16:59:59.691 580 Checking whether pid 13335 is alive.
16:59:59.691 580 Checking whether pid 13335 is alive.
16:59:59.691 580 Checking whether pid 13335 is alive.
16:59:59.691 580 Checking whether pid 13335 is alive.
16:59:59.691 580 Checking whether pid 13335 is alive.
16:59:59.691 580 Checking whether pid 13335 is alive.
16:59:59.691 580 Checking whether pid 13335 is alive.
....

It seems the previous run of webkit_tests was interrupted.
https://build.chromium.org/p/chromium.fyi/builders/WebKit%20Linux%20-%20WPTServe/builds/7512/steps/webkit_tests/logs/stdio

Excellent, thanks for posting it!

I'm still not clear how this might be happening though.
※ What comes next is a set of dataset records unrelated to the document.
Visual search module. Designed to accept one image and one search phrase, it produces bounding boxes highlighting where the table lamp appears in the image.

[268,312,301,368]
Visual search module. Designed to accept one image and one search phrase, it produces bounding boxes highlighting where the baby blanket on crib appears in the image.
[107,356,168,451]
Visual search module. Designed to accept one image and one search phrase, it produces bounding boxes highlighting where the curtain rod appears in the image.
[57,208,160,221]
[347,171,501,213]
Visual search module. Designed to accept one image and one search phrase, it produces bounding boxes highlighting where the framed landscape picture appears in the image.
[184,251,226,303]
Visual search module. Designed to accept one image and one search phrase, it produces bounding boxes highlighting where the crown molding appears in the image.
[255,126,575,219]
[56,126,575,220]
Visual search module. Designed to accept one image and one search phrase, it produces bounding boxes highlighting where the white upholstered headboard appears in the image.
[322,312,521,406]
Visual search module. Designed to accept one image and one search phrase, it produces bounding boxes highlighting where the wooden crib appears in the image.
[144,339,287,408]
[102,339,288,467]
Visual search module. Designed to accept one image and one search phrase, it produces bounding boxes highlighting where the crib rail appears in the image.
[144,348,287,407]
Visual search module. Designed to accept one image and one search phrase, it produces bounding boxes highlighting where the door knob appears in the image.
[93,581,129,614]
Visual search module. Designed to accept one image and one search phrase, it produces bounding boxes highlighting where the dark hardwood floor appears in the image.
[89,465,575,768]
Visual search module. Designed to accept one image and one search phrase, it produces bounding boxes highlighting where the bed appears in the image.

At first, it looks like it could be looping in ServerBase._wait_for_action (https://cs.chromium.org/chromium/src/third_party/WebKit/Tools/Scripts/webkitpy/layout_tests/servers/server_base.py?l=177), but if that's the case, then it should have 1 second between logging the message, and it should try for 20 seconds (not 114 hours...)

Any other hypotheses about where this could be looping, besides ServerBase._wait_for_action?

Comment 15 by tkent@chromium.org, Dec 21 2016

I think this is an infinite loop in _stop_running_server() in wptserve.py.

My wild guess is:
self._executive.interrupt(self._pid) sends a signal to the target process, but the process becomes a zombie, and self._executive.check_running_pid() still returns true.


Comment 16 by tkent@chromium.org, Dec 21 2016

Can anyone login slave72-c1, and check process tree including pid=13335?

Comment 17 by tkent@chromium.org, Dec 21 2016

Bingo!  The bot still have a process tree for a run-webkit-tests kicked for an older build.

pid ppid args:
13220     1 python -u /b/rr/tmp1bW0dw/rw/checkout/scripts/slave/runtest.py --target Release --no-xvfb --factory-properties {"blamelist": ["dgozman@chromium.org", "mmenke@chromium.org", "twellington@ch
13254 13220 /usr/bin/python /b/rr/tmp1bW0dw/rw/checkout/scripts/slave/chromium/layout_test_wrapper.py --target Release -o /b/rr/tmp1bW0dw/w/layout-test-results --build-dir /b/c/b/WebKit_Linux___WPTSer
13266 13254 python /b/c/b/WebKit_Linux___WPTServe/src/third_party/WebKit/Tools/Scripts/run-webkit-tests --no-show-results --full-results-html --clobber-old-results --exit-after-n-failures 5000 --exit-
13267 13266 /usr/bin/python /b/c/b/WebKit_Linux___WPTServe/src/third_party/WebKit/Tools/Scripts/webkitpy/layout_tests/run_webkit_tests.py --no-show-results --full-results-html --clobber-old-results --
13335 13267 [python] <defunct>


There are many other zombie process in the bot.
  544   533 [Xvfb] <defunct>
  556   533 [openbox] <defunct>
  648 13372 [content_shell] <defunct>
 3276 13371 [content_shell] <defunct>
12013 13374 [content_shell] <defunct>
13231 13220 [Xvfb] <defunct>
13243 13220 [openbox] <defunct>
13335 13267 [python] <defunct>
13355 13267 [apache2] <defunct>
13703 13376 [content_shell] <defunct>
16554 13370 [content_shell] <defunct>
20301 13377 [content_shell] <defunct>
26458 13368 [content_shell] <defunct>
26535 13368 [content_shell] <defunct>
28771 13369 [content_shell] <defunct>
28961 13369 [content_shell] <defunct>

So the right solution would be to kill runtest.py?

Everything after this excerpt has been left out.